Prutehi Litekyan: Save Ritidian is a prominent community action group on Guåhan. They advocate for demilitarization while bringing awareness to the ways that the U.S. Air Force impacts the northern region of the island. Other groups such as Protect Guam Water, Micronesia Climate Change Alliance, Hita Litekyan, Guahånom, Blue Ocean Law, and more, join them in the fight for a more harmonious and healthy future. Together we are stronger. But, the fight is far from over. Deeply ingrained colonialism often blocks us from gaining real traction.

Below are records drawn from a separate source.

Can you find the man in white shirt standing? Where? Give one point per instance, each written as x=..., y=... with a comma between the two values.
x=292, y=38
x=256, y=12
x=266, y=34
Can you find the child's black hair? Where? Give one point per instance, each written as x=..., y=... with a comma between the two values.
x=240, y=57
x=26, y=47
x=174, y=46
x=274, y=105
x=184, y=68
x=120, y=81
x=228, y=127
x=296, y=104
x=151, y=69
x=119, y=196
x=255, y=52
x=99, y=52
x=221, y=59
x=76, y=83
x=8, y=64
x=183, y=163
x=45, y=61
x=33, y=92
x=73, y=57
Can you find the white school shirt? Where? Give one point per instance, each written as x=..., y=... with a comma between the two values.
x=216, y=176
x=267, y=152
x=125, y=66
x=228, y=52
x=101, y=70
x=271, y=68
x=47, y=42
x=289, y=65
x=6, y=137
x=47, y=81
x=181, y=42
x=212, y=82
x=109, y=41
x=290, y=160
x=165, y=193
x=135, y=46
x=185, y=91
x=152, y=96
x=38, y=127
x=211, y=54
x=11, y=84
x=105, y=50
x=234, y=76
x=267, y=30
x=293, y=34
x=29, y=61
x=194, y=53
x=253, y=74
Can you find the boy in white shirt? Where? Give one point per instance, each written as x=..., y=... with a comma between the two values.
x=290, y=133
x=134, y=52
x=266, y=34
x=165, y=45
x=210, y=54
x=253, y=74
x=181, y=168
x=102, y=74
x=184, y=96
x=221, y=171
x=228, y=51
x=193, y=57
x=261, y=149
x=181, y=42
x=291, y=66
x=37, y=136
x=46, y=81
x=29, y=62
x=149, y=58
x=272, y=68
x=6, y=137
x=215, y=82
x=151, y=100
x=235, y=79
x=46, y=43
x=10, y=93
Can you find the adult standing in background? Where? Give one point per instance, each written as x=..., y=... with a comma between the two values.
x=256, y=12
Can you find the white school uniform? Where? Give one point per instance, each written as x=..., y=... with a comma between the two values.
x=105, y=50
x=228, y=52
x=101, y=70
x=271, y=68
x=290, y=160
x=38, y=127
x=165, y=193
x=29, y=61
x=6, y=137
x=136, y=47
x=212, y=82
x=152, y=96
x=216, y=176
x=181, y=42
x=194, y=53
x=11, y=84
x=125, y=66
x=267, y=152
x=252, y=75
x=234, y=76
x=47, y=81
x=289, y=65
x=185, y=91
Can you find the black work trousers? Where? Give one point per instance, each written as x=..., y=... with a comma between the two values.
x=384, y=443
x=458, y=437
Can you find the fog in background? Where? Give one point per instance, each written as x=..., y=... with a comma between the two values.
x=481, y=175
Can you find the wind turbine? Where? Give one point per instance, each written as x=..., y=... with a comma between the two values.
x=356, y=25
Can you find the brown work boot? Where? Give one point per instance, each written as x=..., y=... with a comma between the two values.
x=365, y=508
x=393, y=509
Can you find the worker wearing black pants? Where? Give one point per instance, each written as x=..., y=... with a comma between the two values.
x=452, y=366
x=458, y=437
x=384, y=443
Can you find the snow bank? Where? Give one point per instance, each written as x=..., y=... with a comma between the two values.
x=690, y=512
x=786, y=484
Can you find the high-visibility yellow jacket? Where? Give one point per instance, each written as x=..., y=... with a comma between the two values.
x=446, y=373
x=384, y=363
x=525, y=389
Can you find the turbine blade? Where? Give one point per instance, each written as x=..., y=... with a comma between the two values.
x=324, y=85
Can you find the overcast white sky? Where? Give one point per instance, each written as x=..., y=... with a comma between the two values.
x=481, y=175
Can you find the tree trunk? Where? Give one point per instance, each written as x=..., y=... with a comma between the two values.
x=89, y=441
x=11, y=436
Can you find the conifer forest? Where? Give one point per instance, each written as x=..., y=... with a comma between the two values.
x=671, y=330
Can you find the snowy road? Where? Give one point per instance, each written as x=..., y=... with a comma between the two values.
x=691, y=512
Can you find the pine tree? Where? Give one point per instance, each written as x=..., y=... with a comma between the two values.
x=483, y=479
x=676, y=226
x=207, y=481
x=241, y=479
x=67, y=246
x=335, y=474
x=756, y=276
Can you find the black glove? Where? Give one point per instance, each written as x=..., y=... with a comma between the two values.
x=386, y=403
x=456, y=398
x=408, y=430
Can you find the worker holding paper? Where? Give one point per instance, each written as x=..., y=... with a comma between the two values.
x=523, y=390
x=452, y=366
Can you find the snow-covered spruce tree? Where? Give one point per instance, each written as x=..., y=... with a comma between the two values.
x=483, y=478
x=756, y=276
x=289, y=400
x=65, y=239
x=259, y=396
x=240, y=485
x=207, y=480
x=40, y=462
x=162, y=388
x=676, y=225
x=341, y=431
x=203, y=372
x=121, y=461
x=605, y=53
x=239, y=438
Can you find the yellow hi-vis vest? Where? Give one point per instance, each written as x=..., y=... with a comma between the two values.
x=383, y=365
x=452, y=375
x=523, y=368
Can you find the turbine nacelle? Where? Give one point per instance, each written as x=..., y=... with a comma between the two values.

Recently I met with Raphael Unpingco, the President of Sagan Kotturan CHamoru, or the CHamoru Cultural Center. The center was opened in 2006 by a handful of local artists and cultural practitioners and is managed by a nonprofit organization. It serves as a place to experience, learn, and practice CHamoru arts and culture. He and I discussed the importance of cultural legacy and how to preserve local culture in times of extreme climate and social change. In our conversation, he brought up the two native coconut tree varieties, Lakuguak and Kañuhon. He said that before the Department of Agriculture’s restrictions on the movement of live products to and from the island, people were bringing in all sorts of seeds and plants, including different coconut tree varieties. But over the decades, as the climate has shifted and we have suffered an infestation of the invasive rhinoceros beetle, many of the introduced varieties have succumbed to disease. It is only our native coconut trees that have proven to be resilient.
The Indigenous people of Guåhan are like the Lakuguak and Kañuhon. In the face of political and climate change, we, too, are resilient. Like our native trees, we are the ones that know our island the best. We know our place in the island ecosystem, and we know how to survive its ebbs and flows. Our island isn’t just a mass of land strategically located in the Pacific. It is our home, our source of life, and the heart of our culture. We are doing what we can to protect it and hoping that it is enough. But whatever the outcome may be, we will adapt as we have done for centuries. And we will prevail because it is in our name, Guåhan. We have everything that we need.
— Shaylin Salas (CHamoru) is a Cultural Survival Youth Fellow.